One horror novel in particular that is more terrifying than its 1980 film adaptation, known as one of the scariest movies ever made, is "The Shining" (1977) by Stephen King. King certainly knows a thing or two or about writing, and although he’s written more than four dozen books and nearly 200 short stories, he’s never lost his edge when it comes to horror. "The Shining" is undoubtedly the scariest book I’ve ever had the pleasure of reading, and although I first read it more than six years ago, I do sometimes find those mysterious topiaries in my dreams to this day.

"The Shining" follows Jack Torrance and his family as they stay at the near-empty Overlook Hotel during the winter off-season, when Jack accepts a job as caretaker of the hotel.
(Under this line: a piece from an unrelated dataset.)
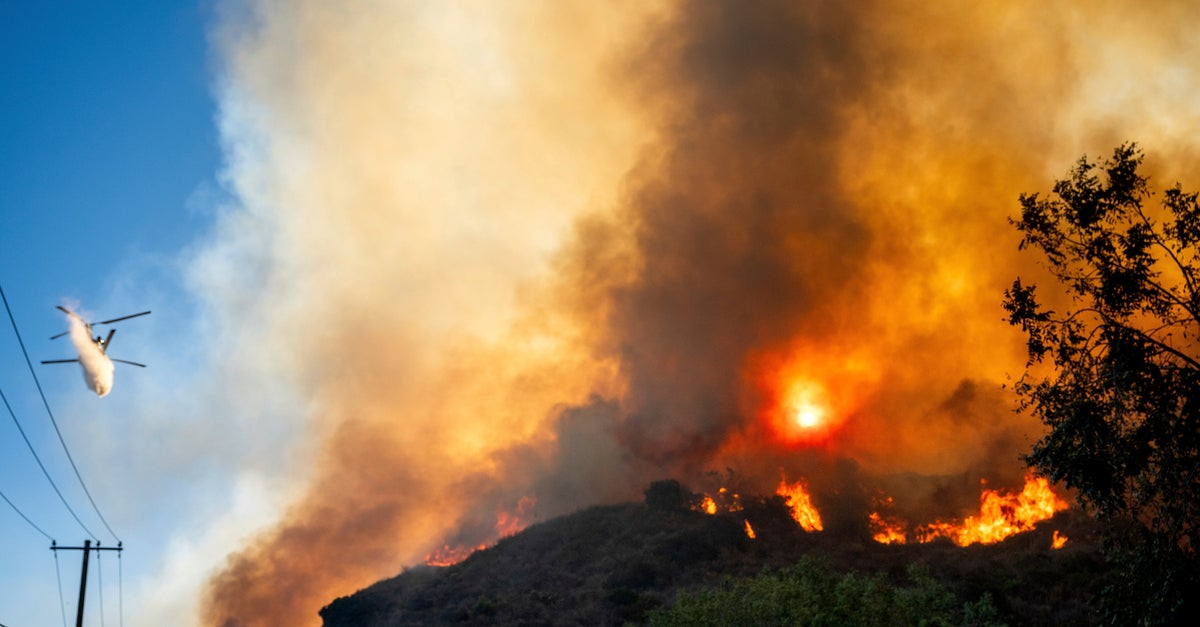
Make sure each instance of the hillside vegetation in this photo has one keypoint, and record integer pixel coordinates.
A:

The hotel tries to claim the very souls of the Torrance family, especially the father of Jack, turning him into a demonic animal that tries to kill his wife and son on a murderously destructive rampage.

"The Shining" has a perfect delivery; it captures the tense interactions as little Danny approaches a fire hose he’s convinced will come to life and strangle him. Beautiful descriptions allow the reader to examine the characters' unhinged mind games as Jack spends nights drinking with ghosts. King masterfully inserts the reader into the shoes of each character, making their fears come to life and chase readers from the pages to the very deepest parts of their minds, a kind of horror simply lacking on the silver screen.